Через несколько минут, придя в себя, я и сам удивился своему поступку. По натуре я отнюдь не задира и не спорщик. Дядюшку своего я давно уже невзлюбил, а братца с детских лет презирал за ограниченность. Я совсем не собирался с ними спорить. Может быть, сам того не замечая, я начал завидовать Музафферу? Или же на меня подействовало чтение запрещённых брошюр в красных переплётах?
Когда мне пришлось оставить школу, я стал запоем читать революционную литературу. Одна из брошюр о социализме, помню, начиналась так: "Юноша! Тебе исполнилось двадцать. Настало время задуматься о будущем, о своем призвании. Из всех существующих профессий я тебе посоветовал бы одну из самых почетных и благородных: стань солдатом Великой армии идейного Освобождения, которая избавит человечество от гнёта и внутреннего рабства". Эти слова я знал наизусть.

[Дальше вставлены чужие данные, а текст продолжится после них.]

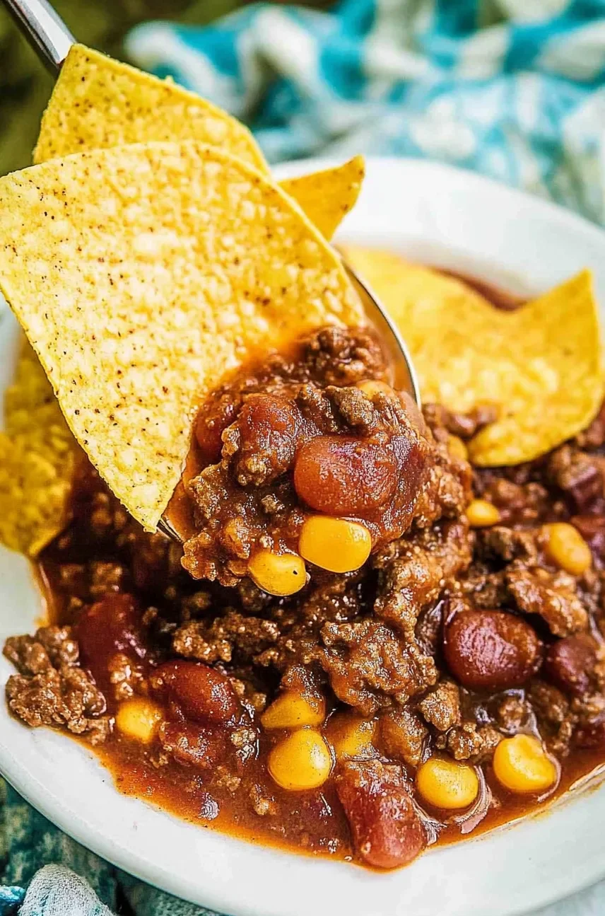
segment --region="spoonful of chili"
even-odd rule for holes
[[[48,0],[4,0],[4,3],[34,49],[56,75],[70,49],[75,44],[75,38],[65,23]],[[380,340],[384,365],[388,367],[386,380],[394,388],[406,392],[411,401],[419,405],[416,372],[398,329],[362,278],[349,264],[343,263],[361,299],[368,322]],[[343,380],[340,384],[354,385],[355,380]],[[174,515],[167,511],[158,527],[165,534],[181,541],[184,540],[184,532],[181,531],[180,525],[175,526],[176,520]]]

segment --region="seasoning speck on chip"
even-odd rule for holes
[[[405,340],[423,401],[499,417],[470,443],[475,464],[531,461],[575,436],[603,396],[600,333],[590,273],[533,302],[496,309],[462,280],[400,256],[345,246]]]
[[[198,140],[261,171],[265,158],[243,124],[182,86],[73,45],[42,117],[34,162],[146,140]]]
[[[76,439],[147,529],[179,480],[196,403],[251,348],[364,321],[287,195],[190,141],[0,180],[0,286]]]
[[[69,518],[78,447],[36,354],[23,341],[0,432],[0,541],[35,557]]]

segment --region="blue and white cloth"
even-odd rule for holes
[[[126,51],[246,121],[271,162],[427,157],[605,223],[603,0],[257,4],[145,24]]]
[[[605,223],[605,0],[260,4],[205,28],[147,23],[126,52],[246,121],[271,162],[428,157]],[[135,916],[213,916],[119,872],[1,780],[0,882],[0,916],[108,916],[124,903]],[[533,916],[604,913],[605,882]]]

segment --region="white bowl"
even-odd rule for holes
[[[299,162],[286,174],[325,168]],[[605,303],[605,233],[550,203],[475,175],[374,158],[340,238],[398,249],[531,294],[590,267]],[[0,385],[15,328],[0,322]],[[27,563],[0,550],[0,641],[32,631],[39,597]],[[0,660],[0,690],[11,673]],[[475,840],[377,874],[279,852],[179,821],[121,795],[83,747],[30,730],[0,702],[0,770],[85,846],[165,890],[232,916],[512,916],[605,874],[605,786]],[[294,801],[294,800],[293,800]]]

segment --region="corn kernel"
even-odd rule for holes
[[[317,789],[330,776],[332,758],[319,732],[299,728],[275,745],[269,754],[268,767],[282,789]]]
[[[330,572],[358,570],[371,550],[372,536],[367,528],[347,518],[309,516],[300,529],[301,556]]]
[[[368,398],[373,398],[374,395],[378,394],[393,394],[393,388],[391,386],[387,385],[386,382],[381,382],[377,378],[369,378],[365,382],[361,382],[357,387],[360,391],[362,391],[364,395],[367,395]]]
[[[489,528],[500,521],[500,512],[487,499],[473,499],[467,507],[467,517],[470,528]]]
[[[146,697],[135,696],[120,703],[115,716],[115,727],[134,741],[149,744],[163,718],[162,708],[157,703]]]
[[[323,697],[286,691],[267,706],[261,715],[261,724],[264,728],[302,728],[303,725],[320,725],[325,718]]]
[[[431,757],[418,768],[416,782],[425,802],[435,808],[468,808],[479,793],[473,767],[440,757]]]
[[[372,757],[376,722],[352,713],[337,713],[328,722],[326,737],[334,748],[337,760],[353,757]]]
[[[307,583],[305,562],[297,553],[274,553],[265,548],[251,556],[248,574],[269,594],[294,594]]]
[[[566,572],[581,575],[592,565],[590,548],[577,528],[558,521],[543,528],[545,551]]]
[[[503,738],[493,753],[493,771],[512,792],[539,794],[556,781],[556,767],[533,735]]]
[[[469,450],[459,436],[448,436],[448,451],[453,458],[468,461]]]

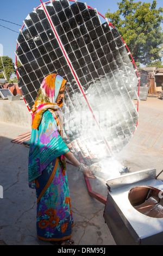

После спора с дядюшкой и братом, после других подобных историй родственники стали считать меня бунтовщиком и чуть ли не революционером. Я не огорчался по этому поводу. Наоборот, в душе я даже радовался, стойко переносил невзгоды, как и подобает "солдату Великой армии идейного Освобождения".
Проходили дни, недели, месяцы. Я изменился до неузнаваемости. Присущая мне весёлость исчезла. Здоровый, беззаботный и озорной мальчишка превратился в задумчивого и медлительного юношу с меланхоличным бледным лицом и серыми близорукими глазами, которые без конца моргали, с грустью взирая сквозь стёкла очков на окружающий мир.
Глава одиннадцатая
Это случилось в день похорон моей няни Кямиян-калфы. Я возвращался из Эйюб-султана на пароходе. Никого из нашего дома, кроме меня и старого дядьки-воспитателя, на похоронах не было. Никто не заметил смерти старой няньки, никто не опечалился, будто померла кошка, к которой в доме все привыкли, - и только.
День был ветреный, сырой, но я остался на верхней палубе. Небо заволокли тучи. Казалось, они закрыли весь мир, окутали даже мой мозг. На душе было сумрачно и тоскливо. Никогда не думал, что мамина кормилица, добрая старуха-черкешенка, так много значила для меня. Вот теперь её нет, и в мире сразу стало пусто.